Over the past 11 years, India’s remarkable economic ascent has positioned it as a global standout under the leadership of Prime Minister Narendra Modi. The nominal GDP has surged by over 100%, showcasing inherent resilience, structural strength, and policy-driven momentum.
Its strategic navigation of shifting geopolitical tides has cemented its role as a standout performer among peers like BRICS nations, and regions across South America, Africa, and the Middle East. It defied widespread slowdowns and geopolitical uncertainties with unmatched pace and resilience.
It is forecasted to grow between 6.2% and 6.7% in 2025, with estimates from the IMF (6.2%), World Bank (6.3%), OECD (6.4%), ADB (6.7%), Fitch and S&P (6.5% each), and Moody’s Analytics (6.3%) – highlighting broad consensus on robust economic momentum.
Performance of Capital Markets
Post 2014, India’s relatively freer, reform-driven market environment has enhanced its global investor appeal and market development.
On the other hand, Brazil and South Africa lag behind India in regulatory reforms and technological modernisation.
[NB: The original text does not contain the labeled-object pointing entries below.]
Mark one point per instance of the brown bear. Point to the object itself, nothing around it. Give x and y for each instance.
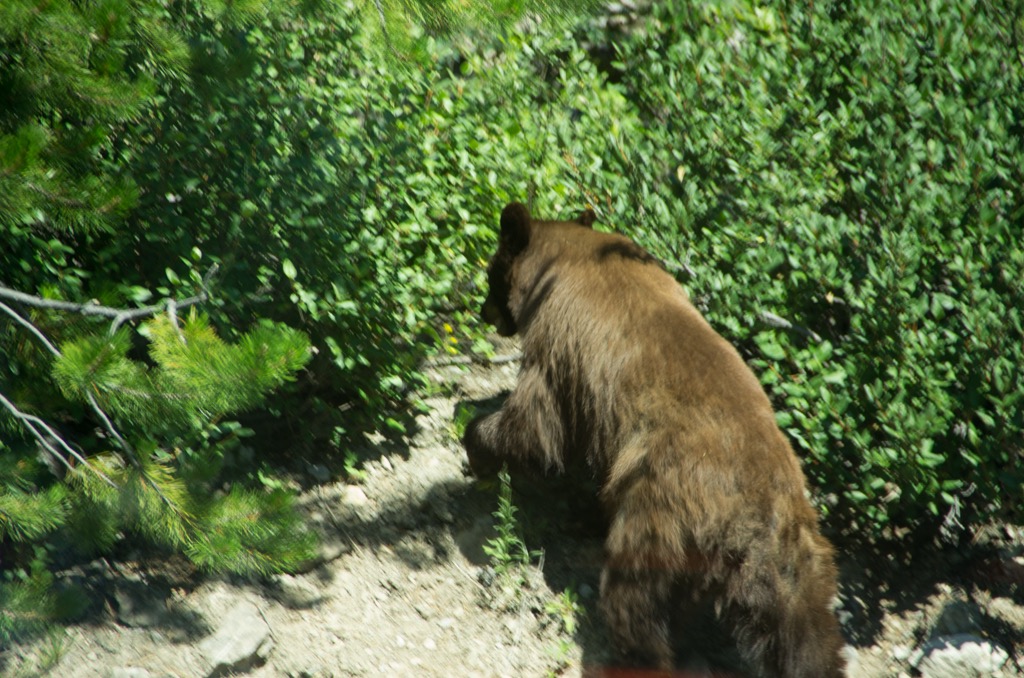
(701, 490)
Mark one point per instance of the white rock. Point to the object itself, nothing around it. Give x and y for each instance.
(242, 640)
(297, 591)
(960, 655)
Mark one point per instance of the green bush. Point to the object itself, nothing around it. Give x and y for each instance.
(855, 170)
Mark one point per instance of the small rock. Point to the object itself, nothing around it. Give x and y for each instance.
(957, 618)
(960, 655)
(242, 641)
(130, 672)
(137, 604)
(354, 496)
(296, 592)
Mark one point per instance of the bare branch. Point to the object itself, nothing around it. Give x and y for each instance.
(31, 328)
(781, 323)
(119, 315)
(445, 361)
(34, 423)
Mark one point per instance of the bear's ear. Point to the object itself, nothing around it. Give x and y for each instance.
(515, 227)
(587, 218)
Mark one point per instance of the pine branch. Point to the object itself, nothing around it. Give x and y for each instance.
(120, 315)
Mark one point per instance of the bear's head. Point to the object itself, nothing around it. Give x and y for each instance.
(517, 230)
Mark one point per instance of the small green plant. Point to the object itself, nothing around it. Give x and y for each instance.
(566, 610)
(460, 420)
(352, 470)
(561, 652)
(507, 550)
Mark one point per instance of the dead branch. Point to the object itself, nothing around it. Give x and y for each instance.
(445, 361)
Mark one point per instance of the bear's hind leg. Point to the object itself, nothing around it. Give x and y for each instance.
(636, 606)
(783, 622)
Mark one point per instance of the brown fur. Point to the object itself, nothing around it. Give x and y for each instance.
(700, 485)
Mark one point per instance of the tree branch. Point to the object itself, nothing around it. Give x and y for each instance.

Brazil’s markets are hindered by persistent political instability. High market concentration and regulatory barriers hamper South Africa’s appeal.
Russia’s capital controls still restrict full market access, limiting foreign investor flexibility. Meanwhile, despite technological advances, China’s markets remain constrained by state control through state-owned enterprises (SOEs) and politically aligned firms, leading to opacity and market distortions.
Market Capitalisation
By the end of December 2024, India’s surging market capitalisation (NSE), driven by a thriving startup ecosystem and a robust manufacturing push, firmly propelled it further as a major global economic power.
India’s market capitalisation surpassed $5 trillion for the first time on May 24, 2024, marking a remarkable ascent. From $1 trillion in May 2007 to $2 trillion in 2017, the journey has accelerated. $3 trillion was achieved in four years, and $4 trillion in under two years. Then, $5 trillion was attained in just six months, reflecting India’s robust economic momentum.
This rise reflects its growing competitiveness, attracting investment, creating jobs, and amplifying its influence on the world stage. Post-2015, India’s GST rollout and FDI liberalisation created a unified, transparent market, reducing volatility, unlike peers still wrestling with fragmented tax regimes and tight investment barriers.
During the decade from 2005 to 2015, India experienced slower regulatory progress, with its markets remaining less globally integrated and more vulnerable to volatility after 2008. Proactive moves like AI For ALL and Digital India position India ahead of emerging market peers (e.g., Brazil, South Africa) in embracing the digital economy’s next wave.
Averaging 6–7% annual growth over the past decade, India has consistently outpaced BRICS peers (Brazil 1-2%, Russia near-zero) and advanced economies (OECD ~1.9%), driving stronger capital market gains, creating a balanced industrial base, unlike commodity-heavy BRICS peers or tech-concentrated advanced economies.
Decadal Stock Market Returns
India emerged as a global outlier in the past decade, delivering stock returns of almost 16%, far surpassing most major economies. This stellar performance placed India ahead of developed markets like Japan, Germany, and Switzerland, highlighting its exceptional growth trajectory.
The 2024 entry of Indian bonds into global indexes (e.g., JP Morgan EM Index) puts it far ahead of peers still struggling for index access. This contrasts with the decade prior (2005–2015), when India was excluded from such indices, limiting its foreign participation. India’s upgraded regulatory and technological frameworks have improved market transparency and foreign investor confidence, outshining peers like China (state distortions) and Russia (capital controls).
Robust IPO Performance
In 2024, India stood out globally by leading in the number of IPOs, launching 327 offerings. This places it far ahead of any other market. Even in terms of value, India was among the top 3 countries in proceeds in 2024. Such a surge in IPO activity highlights India as a global outlier, signaling robust investor confidence and a dynamic capital market.
Markets like the US and Japan offered stability but lower growth potential due to saturated economies, while India’s higher risk-reward profile attracted global investors. Unlike export-reliant peers, India’s demand-driven economy shielded it from global trade shocks and geopolitical risks, enhancing its resilience.
The meteoric rise in market capitalisation reflects investor confidence and economic momentum, positioning India as a leader among major economies. Its robust digital infrastructure ensures sustained resilience, making it a model for balancing high growth with sustainability.
As India continues to leverage its youthful demographic and policy-driven reforms, it is poised to maintain its trajectory as a global economic pacesetter.